SHANGHAI (Reuters) - Chinese e-commerce giant Alibaba Group Holding Ltd beat fourth-quarter revenue forecasts on Wednesday, thanks to growth in its core business and its diversification into cloud computing and other services.
Alibaba has invested in new business lines such as cloud computing as a boom in its core e-commerce has peaked and its top line growth is slowing.
It reported a 51% increase in group revenue for January-March from a year earlier to 93.50 billion yuan ($13.6 billion), beating estimates of 91.58 billion yuan, according to IBES data from Refinitiv.
Sales excluding revenue from consolidated businesses grew 39 percent year-on-year.
While still solid, Alibaba’s top-line growth rates have slowed sharply from a few years ago, as have those of domestic rivals such as JD.com, which last week reported its slowest quarterly revenue growth since it listed in 2014.

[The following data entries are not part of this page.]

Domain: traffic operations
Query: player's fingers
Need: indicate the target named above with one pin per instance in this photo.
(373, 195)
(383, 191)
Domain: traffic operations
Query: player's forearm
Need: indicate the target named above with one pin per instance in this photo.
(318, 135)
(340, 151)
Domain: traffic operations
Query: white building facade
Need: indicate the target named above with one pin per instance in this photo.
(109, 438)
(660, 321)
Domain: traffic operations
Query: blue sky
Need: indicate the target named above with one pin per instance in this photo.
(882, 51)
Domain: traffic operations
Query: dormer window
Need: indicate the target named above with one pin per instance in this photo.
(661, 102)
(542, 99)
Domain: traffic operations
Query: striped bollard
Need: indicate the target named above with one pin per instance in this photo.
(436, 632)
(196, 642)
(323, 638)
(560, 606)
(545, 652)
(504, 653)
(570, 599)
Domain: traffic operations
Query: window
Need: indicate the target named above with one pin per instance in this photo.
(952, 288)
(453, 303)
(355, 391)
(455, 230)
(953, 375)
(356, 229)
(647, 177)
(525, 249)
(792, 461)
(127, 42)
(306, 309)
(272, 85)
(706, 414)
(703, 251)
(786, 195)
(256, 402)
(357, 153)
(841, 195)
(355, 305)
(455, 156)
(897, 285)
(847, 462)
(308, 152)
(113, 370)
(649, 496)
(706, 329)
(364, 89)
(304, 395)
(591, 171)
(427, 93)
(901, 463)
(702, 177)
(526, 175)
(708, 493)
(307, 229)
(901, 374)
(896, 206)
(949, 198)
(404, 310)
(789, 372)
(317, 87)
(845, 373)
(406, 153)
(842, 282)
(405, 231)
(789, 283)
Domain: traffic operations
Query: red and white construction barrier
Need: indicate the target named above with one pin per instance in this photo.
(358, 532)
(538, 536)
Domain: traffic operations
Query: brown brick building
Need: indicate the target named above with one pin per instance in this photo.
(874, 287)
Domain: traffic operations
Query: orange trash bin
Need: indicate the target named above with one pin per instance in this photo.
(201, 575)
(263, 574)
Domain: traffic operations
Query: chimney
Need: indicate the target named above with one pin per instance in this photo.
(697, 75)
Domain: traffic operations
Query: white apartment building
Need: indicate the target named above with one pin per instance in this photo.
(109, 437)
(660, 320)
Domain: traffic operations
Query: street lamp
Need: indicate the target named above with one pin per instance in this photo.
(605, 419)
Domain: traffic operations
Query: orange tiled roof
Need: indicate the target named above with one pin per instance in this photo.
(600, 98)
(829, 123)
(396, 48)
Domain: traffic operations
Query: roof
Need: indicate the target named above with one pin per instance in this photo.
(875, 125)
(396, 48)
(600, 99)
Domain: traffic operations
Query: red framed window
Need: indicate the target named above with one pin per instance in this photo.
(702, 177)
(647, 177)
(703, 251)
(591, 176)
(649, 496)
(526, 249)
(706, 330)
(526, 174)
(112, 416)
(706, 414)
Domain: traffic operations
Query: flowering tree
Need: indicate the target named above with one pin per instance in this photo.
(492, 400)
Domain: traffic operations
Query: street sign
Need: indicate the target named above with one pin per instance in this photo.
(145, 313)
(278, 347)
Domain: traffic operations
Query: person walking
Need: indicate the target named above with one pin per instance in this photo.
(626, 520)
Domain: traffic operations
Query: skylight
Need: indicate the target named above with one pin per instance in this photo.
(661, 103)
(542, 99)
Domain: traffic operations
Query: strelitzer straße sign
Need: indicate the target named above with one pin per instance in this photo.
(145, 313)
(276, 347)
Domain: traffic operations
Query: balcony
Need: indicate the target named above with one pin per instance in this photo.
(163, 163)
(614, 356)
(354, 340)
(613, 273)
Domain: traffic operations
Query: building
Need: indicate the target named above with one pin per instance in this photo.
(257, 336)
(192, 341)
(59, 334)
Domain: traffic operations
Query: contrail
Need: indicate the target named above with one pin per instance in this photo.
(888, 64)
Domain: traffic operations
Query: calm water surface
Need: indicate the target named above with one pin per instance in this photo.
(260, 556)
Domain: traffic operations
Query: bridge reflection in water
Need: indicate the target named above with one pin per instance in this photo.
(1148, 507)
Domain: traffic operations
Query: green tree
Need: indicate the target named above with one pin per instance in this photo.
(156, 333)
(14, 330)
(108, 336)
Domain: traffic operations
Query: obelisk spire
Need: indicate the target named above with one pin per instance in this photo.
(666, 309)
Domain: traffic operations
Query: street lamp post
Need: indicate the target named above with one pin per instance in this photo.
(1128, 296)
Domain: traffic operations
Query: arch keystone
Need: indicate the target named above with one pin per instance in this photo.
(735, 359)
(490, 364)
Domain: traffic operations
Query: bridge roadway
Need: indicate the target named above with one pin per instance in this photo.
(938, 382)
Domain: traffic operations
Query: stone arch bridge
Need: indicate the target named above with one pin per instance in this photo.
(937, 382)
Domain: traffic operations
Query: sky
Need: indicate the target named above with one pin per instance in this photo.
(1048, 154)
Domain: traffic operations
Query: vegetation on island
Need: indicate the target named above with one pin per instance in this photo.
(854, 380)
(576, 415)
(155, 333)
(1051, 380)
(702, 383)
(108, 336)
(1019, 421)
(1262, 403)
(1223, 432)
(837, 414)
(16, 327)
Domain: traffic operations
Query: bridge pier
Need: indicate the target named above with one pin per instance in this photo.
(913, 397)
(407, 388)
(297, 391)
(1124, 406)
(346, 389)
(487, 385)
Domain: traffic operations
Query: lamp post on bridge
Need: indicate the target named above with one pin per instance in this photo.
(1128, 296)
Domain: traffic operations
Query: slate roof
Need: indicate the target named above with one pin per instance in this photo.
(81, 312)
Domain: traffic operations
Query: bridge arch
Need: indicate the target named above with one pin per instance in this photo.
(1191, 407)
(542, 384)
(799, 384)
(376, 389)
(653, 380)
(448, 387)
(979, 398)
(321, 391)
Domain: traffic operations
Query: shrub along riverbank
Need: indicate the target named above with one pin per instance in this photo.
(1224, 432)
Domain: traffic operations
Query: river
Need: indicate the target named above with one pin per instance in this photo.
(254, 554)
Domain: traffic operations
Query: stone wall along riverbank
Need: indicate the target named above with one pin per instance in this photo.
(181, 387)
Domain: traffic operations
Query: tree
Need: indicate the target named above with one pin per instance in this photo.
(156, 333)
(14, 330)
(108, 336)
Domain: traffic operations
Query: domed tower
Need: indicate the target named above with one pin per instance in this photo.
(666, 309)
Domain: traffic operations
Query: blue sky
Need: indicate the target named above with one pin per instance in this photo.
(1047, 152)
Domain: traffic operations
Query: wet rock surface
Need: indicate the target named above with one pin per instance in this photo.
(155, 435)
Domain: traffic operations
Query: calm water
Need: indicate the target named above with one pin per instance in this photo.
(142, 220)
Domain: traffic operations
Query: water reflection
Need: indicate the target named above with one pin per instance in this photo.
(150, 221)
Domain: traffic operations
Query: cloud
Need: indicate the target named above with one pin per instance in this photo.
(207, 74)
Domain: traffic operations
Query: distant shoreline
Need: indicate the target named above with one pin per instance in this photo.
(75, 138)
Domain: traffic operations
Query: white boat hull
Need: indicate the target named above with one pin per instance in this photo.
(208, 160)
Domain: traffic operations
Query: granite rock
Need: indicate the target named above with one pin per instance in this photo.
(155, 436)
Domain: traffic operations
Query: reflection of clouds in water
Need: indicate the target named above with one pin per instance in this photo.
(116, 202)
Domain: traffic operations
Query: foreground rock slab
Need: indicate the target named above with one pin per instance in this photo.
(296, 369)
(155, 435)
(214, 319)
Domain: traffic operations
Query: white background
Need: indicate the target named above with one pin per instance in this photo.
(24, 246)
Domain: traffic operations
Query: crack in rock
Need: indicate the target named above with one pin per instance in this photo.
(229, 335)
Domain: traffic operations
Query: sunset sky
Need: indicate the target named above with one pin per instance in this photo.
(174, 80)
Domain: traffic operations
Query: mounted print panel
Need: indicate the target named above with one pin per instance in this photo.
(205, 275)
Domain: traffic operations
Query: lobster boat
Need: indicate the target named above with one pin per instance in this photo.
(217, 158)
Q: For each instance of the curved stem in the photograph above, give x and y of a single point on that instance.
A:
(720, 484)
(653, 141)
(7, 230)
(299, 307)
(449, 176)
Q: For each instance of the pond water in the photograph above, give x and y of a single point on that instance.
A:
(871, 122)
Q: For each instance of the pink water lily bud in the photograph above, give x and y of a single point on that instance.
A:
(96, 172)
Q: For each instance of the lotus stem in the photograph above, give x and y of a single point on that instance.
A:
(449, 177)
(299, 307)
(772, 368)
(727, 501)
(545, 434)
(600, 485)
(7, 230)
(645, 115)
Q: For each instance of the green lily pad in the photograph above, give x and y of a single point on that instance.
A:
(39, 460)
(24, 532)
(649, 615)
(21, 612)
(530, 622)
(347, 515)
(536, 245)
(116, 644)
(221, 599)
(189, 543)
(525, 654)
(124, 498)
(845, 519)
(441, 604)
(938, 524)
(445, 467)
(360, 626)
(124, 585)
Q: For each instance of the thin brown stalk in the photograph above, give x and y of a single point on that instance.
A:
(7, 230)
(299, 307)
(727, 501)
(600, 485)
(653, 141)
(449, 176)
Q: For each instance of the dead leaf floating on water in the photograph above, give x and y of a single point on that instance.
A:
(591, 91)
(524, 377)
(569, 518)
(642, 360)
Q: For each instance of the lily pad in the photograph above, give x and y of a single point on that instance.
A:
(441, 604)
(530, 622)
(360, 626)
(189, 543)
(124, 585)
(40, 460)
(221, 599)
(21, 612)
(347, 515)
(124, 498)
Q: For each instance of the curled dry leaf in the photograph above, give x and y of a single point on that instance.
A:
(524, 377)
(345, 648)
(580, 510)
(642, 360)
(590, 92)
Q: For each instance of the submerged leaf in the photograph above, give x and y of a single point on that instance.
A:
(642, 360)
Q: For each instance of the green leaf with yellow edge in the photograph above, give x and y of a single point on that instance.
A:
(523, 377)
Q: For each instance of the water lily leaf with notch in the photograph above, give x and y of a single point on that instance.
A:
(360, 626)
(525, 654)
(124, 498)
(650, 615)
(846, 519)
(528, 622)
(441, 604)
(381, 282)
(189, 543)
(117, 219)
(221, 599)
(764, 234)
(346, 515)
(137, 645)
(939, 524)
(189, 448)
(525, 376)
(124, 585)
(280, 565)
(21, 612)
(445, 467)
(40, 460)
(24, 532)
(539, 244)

Alibaba said it expects its revenue for the full fiscal year ending in March 2020 will top 500 billion yuan, which would be a 33% increase on the previous year.
Its shares were up 1.7% at $177.55 in New York trade by 1451 GMT, after its fourth-quarter results release.
The group said its net income attributable to ordinary shareholders rose in the quarter to 25.83 billion yuan, from 7.56 billion yuan in the same period a year earlier.
Alibaba has made money primarily by selling advertising and promotional services to third-party merchants that list products on Taobao and Tmall, two of its e-commerce sites, but has in recent years invested heavily in cloud computing as well.
It also opened 135 supermarkets in China under its Hema division, according to its earnings release.
Revenue from the company’s cloud computing business rose 76% in the fourth quarter, it said.
It is still a relatively small part of Alibaba’s overall business, accounting for 8% of group revenue in the fourth quarter. However, the company is now the world’s third-largest cloud service provider, after Microsoft Corp and Amazon.com Inc, and the largest in China with a market share of over 40%, according to data from IDC.
Selling analytics technology to offline retailers and expanding its AliExpress e-commerce sites are other initiatives it is taking further.
Most of Alibaba’s new initiatives are still losing money. Steven Zhu, senior analyst at Pacific Epoch, said that e-commerce growth, while slowing, remains strong enough to support these new investments.
Managing the group’s transition to new areas of business is Daniel Zhang, who was tapped by Chairman Jack Ma to be Ma’s successor in September 2018 and will formally replace him later this year.
An accountant by training, Zhang is soft-spoken and pragmatic, in contrast to Ma’s flamboyance.
(Corrects analyst’s given name to Steven, not Stephen, in the 14th paragraph.)